Read The Rise and Fall of the Third Reich: A History of Nazi Germany Online
Authors: William L. Shirer
This business out of the way, the Prime Minister broadcast to the nation at 8:30
P.M.:
How horrible, fantastic, incredible it is that we should be digging trenches … here because of a quarrel in a faraway country between people of whom we know nothing! …
Hitler had got the “substance of what he wanted.” Britain had offered to guarantee that the Czechs would accept it and carry it out.
I would not hesitate to pay even a third visit to Germany if I thought it would do any good …
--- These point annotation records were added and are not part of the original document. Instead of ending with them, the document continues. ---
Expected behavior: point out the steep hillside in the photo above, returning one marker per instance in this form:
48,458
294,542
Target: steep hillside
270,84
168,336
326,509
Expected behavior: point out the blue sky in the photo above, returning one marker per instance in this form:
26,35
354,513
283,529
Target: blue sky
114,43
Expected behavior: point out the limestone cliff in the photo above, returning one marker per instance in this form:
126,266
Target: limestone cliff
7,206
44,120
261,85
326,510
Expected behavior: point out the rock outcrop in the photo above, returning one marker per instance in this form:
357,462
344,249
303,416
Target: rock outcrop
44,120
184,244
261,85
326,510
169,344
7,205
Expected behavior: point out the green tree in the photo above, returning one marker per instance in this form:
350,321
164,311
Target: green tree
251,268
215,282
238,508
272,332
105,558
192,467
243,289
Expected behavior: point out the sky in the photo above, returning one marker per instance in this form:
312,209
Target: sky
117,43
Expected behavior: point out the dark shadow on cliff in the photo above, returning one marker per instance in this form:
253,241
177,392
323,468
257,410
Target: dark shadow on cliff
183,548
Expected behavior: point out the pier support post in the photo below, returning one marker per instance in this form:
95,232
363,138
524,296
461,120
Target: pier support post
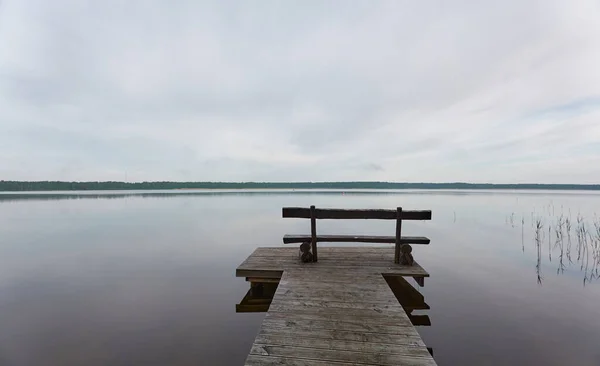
398,234
313,232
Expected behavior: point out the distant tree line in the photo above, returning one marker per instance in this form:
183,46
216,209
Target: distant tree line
6,185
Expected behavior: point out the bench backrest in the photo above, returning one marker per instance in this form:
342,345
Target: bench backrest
314,213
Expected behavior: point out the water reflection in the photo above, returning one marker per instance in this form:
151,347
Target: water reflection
572,241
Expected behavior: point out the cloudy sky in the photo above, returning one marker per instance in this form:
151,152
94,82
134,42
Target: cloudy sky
478,91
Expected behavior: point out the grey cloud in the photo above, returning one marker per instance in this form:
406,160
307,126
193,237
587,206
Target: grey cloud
297,90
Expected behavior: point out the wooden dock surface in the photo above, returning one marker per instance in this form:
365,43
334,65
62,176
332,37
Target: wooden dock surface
337,311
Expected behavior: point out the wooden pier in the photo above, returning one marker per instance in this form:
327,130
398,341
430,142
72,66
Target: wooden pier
343,309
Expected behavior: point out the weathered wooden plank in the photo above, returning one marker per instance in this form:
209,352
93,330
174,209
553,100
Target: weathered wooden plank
354,250
398,239
337,306
262,280
340,294
313,320
299,309
342,345
335,213
299,238
382,359
313,233
341,318
420,320
274,270
241,308
413,340
339,321
256,360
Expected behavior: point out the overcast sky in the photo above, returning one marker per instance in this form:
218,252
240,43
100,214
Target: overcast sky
496,91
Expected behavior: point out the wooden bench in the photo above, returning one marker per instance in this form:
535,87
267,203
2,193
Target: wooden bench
308,248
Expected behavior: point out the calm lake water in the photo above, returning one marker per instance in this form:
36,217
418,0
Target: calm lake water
117,278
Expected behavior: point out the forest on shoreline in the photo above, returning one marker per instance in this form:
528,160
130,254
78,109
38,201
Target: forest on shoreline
22,186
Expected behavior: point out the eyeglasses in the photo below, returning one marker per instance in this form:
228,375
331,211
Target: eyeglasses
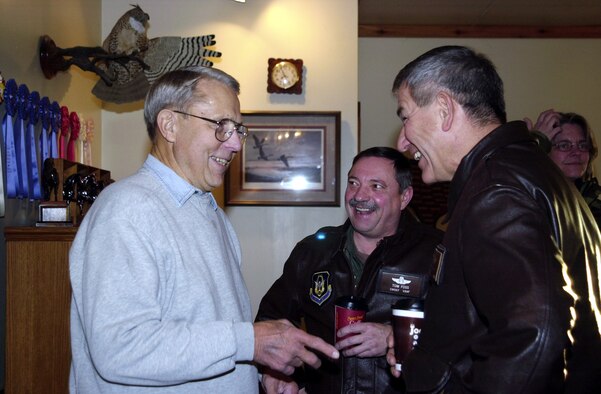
225,127
567,146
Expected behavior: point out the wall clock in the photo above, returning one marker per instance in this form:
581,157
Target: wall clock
285,76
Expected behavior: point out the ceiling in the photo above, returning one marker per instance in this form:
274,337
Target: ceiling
481,12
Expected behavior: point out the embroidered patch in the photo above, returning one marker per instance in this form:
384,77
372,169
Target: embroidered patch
438,263
322,289
408,285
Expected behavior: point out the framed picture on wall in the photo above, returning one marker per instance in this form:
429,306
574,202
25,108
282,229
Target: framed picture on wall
290,158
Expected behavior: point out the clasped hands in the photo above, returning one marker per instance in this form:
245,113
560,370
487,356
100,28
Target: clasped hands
282,347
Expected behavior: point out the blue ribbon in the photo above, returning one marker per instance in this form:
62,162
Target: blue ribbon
12,178
55,123
44,114
34,189
22,96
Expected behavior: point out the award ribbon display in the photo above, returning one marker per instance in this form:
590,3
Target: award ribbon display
12,178
34,190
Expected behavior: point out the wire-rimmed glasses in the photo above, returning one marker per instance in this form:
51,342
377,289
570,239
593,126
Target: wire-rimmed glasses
225,127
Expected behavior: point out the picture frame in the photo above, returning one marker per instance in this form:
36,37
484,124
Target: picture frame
289,159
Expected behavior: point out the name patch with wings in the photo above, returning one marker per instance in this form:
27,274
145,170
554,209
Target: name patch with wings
407,285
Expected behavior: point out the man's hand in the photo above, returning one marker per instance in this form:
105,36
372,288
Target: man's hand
367,340
282,347
547,123
275,384
390,356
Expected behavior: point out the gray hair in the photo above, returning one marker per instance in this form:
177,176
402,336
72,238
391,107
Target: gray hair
469,77
177,90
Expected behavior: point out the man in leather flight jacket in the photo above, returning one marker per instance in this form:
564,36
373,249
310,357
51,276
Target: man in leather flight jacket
515,299
380,242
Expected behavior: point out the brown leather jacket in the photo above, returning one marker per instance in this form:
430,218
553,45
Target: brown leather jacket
320,258
498,315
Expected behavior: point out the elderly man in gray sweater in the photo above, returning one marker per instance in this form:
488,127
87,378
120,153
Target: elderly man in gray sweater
159,303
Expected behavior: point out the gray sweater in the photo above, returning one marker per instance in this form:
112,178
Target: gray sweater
159,303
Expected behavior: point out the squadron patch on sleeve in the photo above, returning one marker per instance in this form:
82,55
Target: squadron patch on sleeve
322,289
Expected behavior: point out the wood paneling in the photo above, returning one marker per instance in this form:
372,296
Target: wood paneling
38,297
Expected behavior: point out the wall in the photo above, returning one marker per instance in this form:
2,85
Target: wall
247,35
537,73
69,23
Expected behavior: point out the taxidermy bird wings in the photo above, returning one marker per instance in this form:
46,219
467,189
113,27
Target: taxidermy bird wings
132,80
128,61
153,57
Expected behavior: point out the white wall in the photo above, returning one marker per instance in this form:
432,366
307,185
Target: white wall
538,74
322,33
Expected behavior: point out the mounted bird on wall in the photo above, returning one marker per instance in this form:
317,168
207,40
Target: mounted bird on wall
128,61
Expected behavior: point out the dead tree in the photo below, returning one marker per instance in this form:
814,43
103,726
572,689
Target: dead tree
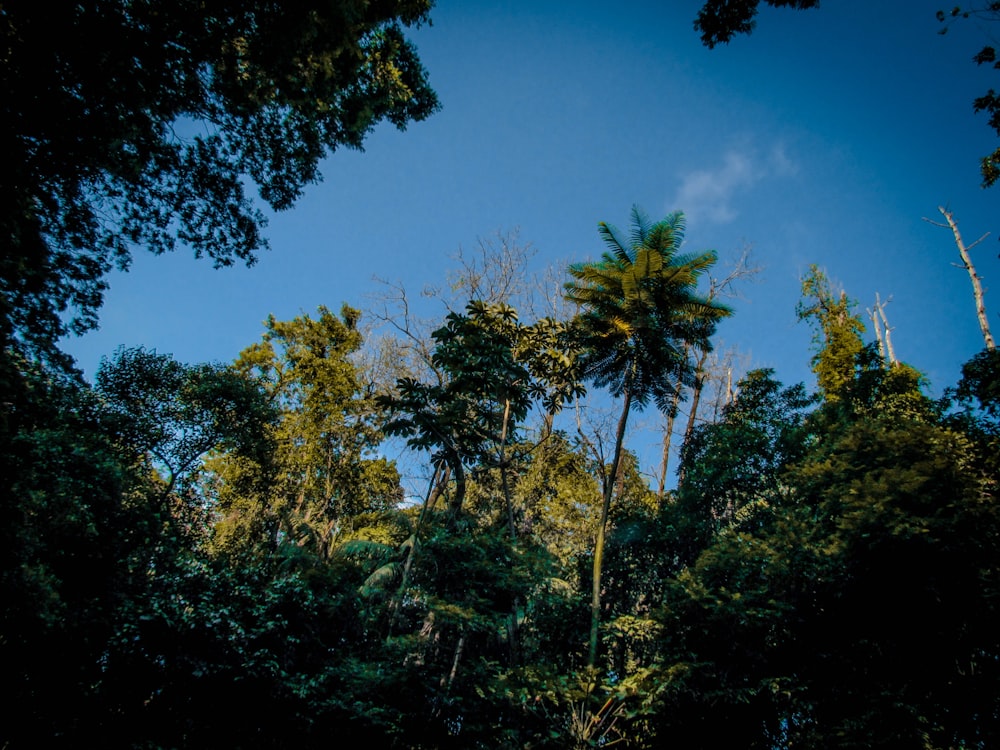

However much we may sympathize with a small nation confronted by a big and powerful neighbor, we cannot in all circumstances undertake to involve the whole British Empire in a war simply on her account. If we have to fight it must be on larger issues than that …
I am myself a man of peace to the very depths of my soul. Armed conflict between nations is a nightmare to me; but, if I were convinced that any nation had made up its mind to dominate the world by fear of force, I should feel that it must be resisted. Under such a domination, life for people who believe in liberty would not be worth living; but war is a fearful thing, and we must be very clear, before we embark on it, that it is really the great issues that are at stake.
Wheeler-Bennett has recorded that after listening to this broadcast most people in Britain went to bed that night believing that Britain and Germany would be at war within twenty-four hours.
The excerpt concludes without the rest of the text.